In a study that gave mothers baby slings and instructed them to increase the amount of time that they carried their baby, the babies cried 43% less, fussed less, and ate more contently.

            “Infants around the world are carried much of the day, either in the arms, in variously fashioned slings, or wrapped closely to the back as mother works in the field. Carrying provides stimulation through motion, known as ‘vestibular’ stimulation, and allows babies and children to observe mother’s activities and converse with her. Infant carrying also renders soothing through exposure to mother’s odor, close body contact, body warmth, and body sounds, as well as with the motion."
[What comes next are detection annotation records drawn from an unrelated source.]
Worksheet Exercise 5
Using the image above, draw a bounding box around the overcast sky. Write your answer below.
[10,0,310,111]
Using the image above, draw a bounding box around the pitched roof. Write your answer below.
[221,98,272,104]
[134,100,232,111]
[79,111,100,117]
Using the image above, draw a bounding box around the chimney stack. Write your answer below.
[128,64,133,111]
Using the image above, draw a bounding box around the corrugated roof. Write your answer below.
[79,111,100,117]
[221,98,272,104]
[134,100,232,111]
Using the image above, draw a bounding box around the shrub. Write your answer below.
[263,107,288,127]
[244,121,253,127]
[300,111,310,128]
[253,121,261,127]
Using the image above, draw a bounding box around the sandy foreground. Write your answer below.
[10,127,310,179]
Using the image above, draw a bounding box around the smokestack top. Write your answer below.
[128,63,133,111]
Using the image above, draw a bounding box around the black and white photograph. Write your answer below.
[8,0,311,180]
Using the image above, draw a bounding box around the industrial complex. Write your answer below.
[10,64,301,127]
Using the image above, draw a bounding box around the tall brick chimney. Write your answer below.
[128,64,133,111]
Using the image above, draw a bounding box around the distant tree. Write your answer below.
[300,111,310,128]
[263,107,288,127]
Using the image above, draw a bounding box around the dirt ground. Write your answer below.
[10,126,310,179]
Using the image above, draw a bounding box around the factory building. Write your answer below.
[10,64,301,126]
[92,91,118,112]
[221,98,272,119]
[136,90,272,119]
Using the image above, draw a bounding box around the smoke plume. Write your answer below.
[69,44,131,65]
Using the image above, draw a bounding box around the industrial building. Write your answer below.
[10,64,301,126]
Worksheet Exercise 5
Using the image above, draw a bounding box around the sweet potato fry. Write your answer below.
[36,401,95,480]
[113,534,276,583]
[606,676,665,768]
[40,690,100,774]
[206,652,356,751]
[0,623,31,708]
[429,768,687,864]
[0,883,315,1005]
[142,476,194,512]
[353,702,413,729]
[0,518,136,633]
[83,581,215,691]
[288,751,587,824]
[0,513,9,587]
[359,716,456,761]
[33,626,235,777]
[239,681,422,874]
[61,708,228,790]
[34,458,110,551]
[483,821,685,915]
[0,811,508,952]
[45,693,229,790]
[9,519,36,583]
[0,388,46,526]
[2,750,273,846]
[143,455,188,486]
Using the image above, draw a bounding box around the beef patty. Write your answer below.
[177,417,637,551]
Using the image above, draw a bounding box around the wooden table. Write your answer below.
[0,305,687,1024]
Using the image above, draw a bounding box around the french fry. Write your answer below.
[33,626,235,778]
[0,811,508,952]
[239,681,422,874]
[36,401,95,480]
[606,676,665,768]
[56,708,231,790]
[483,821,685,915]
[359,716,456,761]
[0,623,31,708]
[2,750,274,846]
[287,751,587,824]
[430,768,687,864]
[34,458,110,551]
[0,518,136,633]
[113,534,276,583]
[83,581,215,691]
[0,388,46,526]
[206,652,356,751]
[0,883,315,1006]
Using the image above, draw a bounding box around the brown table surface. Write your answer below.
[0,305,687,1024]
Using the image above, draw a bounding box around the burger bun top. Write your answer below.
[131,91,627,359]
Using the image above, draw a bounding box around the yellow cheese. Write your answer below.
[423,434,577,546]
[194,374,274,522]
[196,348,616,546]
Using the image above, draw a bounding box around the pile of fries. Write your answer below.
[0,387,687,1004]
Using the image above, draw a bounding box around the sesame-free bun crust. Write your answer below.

            “When U.S. mothers in an experiment were given baby slings and instructed to increase infant carrying time, it was found that their infants were more securely attached to their mothers at 13 months of age than those who were simply given baby seats. In another study that induced increased carrying for infants, the babies cried 43% less, fussed less, and ate more contently. Yet, it has been shown that increased carrying may not reduce the crying in infants who have colic. This refers to the colic with cries related to pain, as opposed to extended crying due to other reasons. If a food reaction or other disorder is occurring, carrying may provide support, but it does not make a painful problem go away.” (80)

Palmer, Linda Folden. Baby Matters: What Your Doctor May Not Tell You About Caring for Your Baby. Lancaster, OH: Lucky Press, LLC, 2001.